「タイタニック」

 改めてみるとこの作品、これ以上無いってくらいに王道なロマンスものですね。普通だったらちょっと色気を出して美味しい脇役とか主人公の意外な欠点とかいった味付けを描きそうなものなのに、そういうところを綺麗さっぱり排除していて潔さすら感じさせます。しかもそういった付加要素無しに三時間超の長丁場をだれることなく描ききった。エピソードの時間配分も過不足無く、見事です。これは文句なしにジェームズ・キャメロン監督の手柄ですね。ただ、船が沈没し始めた後にある主役カップルと恋敵の追いかけっこ。あれは無い方がいい。特に船内でインディー・ジョーンズ張りのアドベンチャーを見せてしまうのはやりすぎです。見ている分には楽しいけれど、スケールが一気に縮まってしまう上、話全体のバランスを考えると明らかに浮いているし、無くても何の支障も無いシーンでしょう。実際に起こった悲劇と言うことを考えるとノー天気に過ぎるような気もします。
 今回個人的にツボだったのがバーナード・ヒル演じる船長のヒゲの美しさ。色といい形といい、見れば見るほど完璧です。テリー・ギリアムの「バロン」に出てくるユマ・サーマンよろしく、ヒゲフェチになってしまいそうな勢いです。あと、船員さんがみんなかっこよかったのも最高でした。

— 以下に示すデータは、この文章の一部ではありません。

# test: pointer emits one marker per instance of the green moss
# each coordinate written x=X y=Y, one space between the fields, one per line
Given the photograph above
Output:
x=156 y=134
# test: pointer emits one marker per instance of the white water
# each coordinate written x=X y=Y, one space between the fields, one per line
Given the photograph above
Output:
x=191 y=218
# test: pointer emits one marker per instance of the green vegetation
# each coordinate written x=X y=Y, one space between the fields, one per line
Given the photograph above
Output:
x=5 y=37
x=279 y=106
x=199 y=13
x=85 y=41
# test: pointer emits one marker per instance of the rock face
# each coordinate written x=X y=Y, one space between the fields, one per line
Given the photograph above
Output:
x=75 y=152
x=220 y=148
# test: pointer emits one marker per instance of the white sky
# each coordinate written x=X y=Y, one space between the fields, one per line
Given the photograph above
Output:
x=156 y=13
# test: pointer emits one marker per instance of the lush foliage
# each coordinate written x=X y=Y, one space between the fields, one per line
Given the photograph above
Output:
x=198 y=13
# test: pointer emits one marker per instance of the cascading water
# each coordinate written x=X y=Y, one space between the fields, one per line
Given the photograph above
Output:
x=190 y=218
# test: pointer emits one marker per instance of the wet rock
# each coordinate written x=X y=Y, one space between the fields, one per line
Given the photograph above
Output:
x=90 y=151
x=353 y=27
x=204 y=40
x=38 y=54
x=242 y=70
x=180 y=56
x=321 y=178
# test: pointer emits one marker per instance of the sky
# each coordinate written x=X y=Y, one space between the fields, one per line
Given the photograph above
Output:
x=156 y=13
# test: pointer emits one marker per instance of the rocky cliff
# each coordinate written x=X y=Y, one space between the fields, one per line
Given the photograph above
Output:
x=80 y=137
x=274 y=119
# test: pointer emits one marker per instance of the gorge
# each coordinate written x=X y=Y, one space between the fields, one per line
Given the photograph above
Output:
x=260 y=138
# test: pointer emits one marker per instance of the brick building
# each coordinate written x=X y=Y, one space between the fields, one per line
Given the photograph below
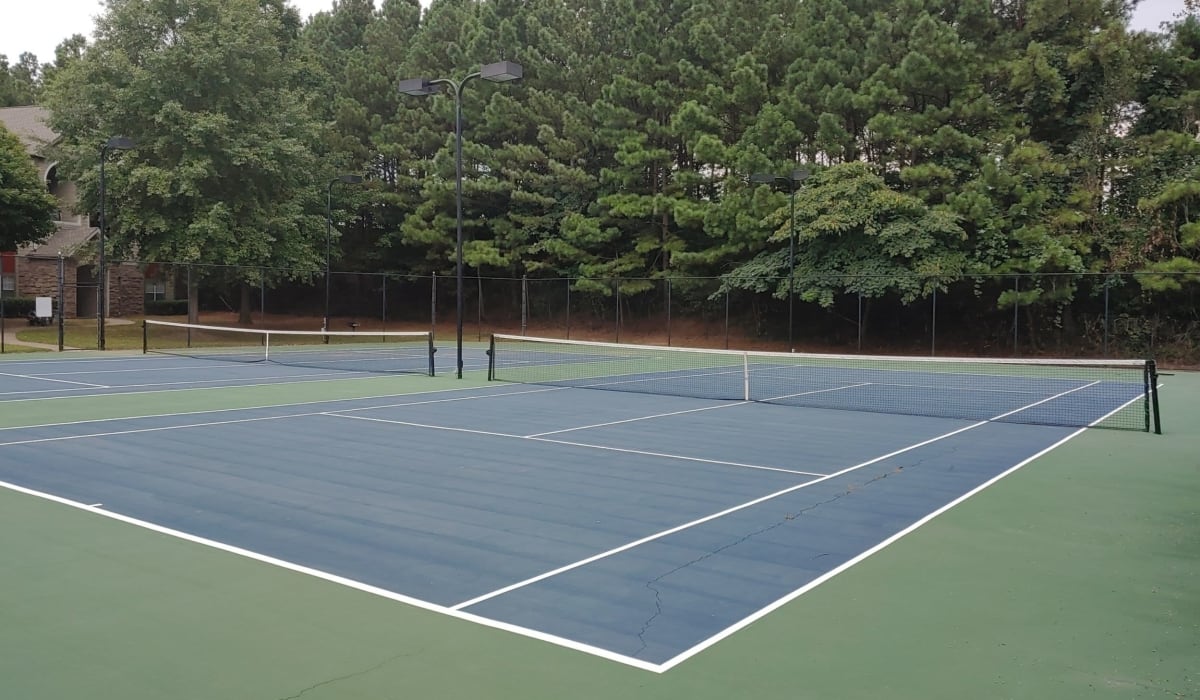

 それから、ジェームズ・キャメロンが強い女好きなのは周知の事実なのですが、「マサカリを握り締めて恋人の元に駆けつける乙女」というシーンはちょっと笑ってしまいました。全体的に非常に大衆を意識した作りの作品なのですが、ここだけはキャメロンの趣味が炸裂してしまった感じですね。画的にも「シャイニング」を髣髴とさせる危険な香りがして素敵です(笑)。